A reflection on a short period of channeling disgust, anger and violence

I’m surprised how easy it was to slip into channeling disgust, anger and violence. Once I started going I gathered momentum. Verbally voicing disgust and anger, also through body language. Disapproving looks, staring. Telling the toy to shut up and stop chatting shit. Seeing the toy quiet and uncomfortable. That did something for me. 

Violence… heart beat racing… feeling alive… enjoying the suffering. I could barely sleep from the adrenaline rush coursing through my veins. I wonder if the after effects of this can be directed into something productive in the future.

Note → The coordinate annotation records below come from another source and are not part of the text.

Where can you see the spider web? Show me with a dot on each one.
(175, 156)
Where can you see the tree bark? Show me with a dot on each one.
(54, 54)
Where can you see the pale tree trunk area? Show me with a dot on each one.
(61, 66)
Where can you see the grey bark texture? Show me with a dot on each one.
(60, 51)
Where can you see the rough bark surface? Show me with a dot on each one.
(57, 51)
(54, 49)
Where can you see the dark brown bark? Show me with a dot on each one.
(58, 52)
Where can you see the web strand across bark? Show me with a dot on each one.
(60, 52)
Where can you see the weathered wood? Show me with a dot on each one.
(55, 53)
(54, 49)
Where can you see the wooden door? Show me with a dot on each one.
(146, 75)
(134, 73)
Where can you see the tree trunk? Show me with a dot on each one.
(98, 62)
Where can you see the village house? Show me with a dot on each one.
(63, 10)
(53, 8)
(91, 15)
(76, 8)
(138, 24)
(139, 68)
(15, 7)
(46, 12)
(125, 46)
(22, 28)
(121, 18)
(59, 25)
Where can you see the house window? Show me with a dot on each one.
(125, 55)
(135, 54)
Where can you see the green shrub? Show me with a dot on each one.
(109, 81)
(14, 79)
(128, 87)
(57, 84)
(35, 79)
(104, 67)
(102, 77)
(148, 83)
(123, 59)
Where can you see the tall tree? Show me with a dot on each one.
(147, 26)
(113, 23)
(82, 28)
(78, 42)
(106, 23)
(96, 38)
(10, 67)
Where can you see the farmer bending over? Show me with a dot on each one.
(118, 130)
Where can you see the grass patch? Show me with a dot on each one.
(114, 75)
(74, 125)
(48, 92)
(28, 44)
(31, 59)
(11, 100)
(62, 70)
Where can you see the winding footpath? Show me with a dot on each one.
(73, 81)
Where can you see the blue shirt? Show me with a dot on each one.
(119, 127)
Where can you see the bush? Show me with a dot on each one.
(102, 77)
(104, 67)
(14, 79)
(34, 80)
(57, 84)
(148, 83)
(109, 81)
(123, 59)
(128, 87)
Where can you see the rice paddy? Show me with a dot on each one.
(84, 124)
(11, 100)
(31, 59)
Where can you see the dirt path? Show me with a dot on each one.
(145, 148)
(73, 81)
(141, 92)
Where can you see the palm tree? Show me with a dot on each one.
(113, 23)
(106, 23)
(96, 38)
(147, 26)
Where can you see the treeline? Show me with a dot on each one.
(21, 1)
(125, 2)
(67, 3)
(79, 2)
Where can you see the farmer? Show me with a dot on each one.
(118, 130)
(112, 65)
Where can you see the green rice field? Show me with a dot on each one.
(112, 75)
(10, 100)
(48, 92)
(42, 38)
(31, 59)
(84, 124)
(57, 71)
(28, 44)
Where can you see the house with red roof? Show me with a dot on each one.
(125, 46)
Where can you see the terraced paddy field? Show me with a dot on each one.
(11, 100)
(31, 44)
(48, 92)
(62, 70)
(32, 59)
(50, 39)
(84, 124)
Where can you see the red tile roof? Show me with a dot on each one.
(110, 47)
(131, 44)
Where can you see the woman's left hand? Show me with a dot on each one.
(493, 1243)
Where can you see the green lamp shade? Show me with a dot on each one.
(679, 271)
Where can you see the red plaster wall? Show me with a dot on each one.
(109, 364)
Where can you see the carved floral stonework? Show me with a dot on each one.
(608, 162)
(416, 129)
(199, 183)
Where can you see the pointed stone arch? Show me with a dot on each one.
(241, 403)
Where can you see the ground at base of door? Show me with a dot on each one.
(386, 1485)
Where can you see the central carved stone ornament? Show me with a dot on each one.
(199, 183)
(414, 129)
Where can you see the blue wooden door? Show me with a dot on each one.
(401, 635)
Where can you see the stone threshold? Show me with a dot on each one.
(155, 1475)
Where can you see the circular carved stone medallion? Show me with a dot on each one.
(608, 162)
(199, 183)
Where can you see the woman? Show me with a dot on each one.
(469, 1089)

I wonder how different I looked and behaved compared to my “normal self”. The self I have curated over many year, the more socially acceptable self. Not my true self. The deconditioning has begun. At some point I’ll have to revise my world to accept the raw unfiltered version of me the majority of the time. Minimal suppression. I’ll be happier when I can be myself once again. 

I’ve been wondering today whether I’m immoral or amoral.

Firstly, what is “right” or “wrong”. Who decides that? I don’t believe I am immoral, I don’t consider myself evil or partaking in wrong doing. Although I logically know what is generally considered “acceptable” in mainstream society, others could apply the label of “immoral” to me if they don’t understand what is happening between consenting parties.

Amoral seems more aligned… I’m choosing to do what I’m doing and I’m indifferent about it. It just is what it is. I don’t feel bad about any of it.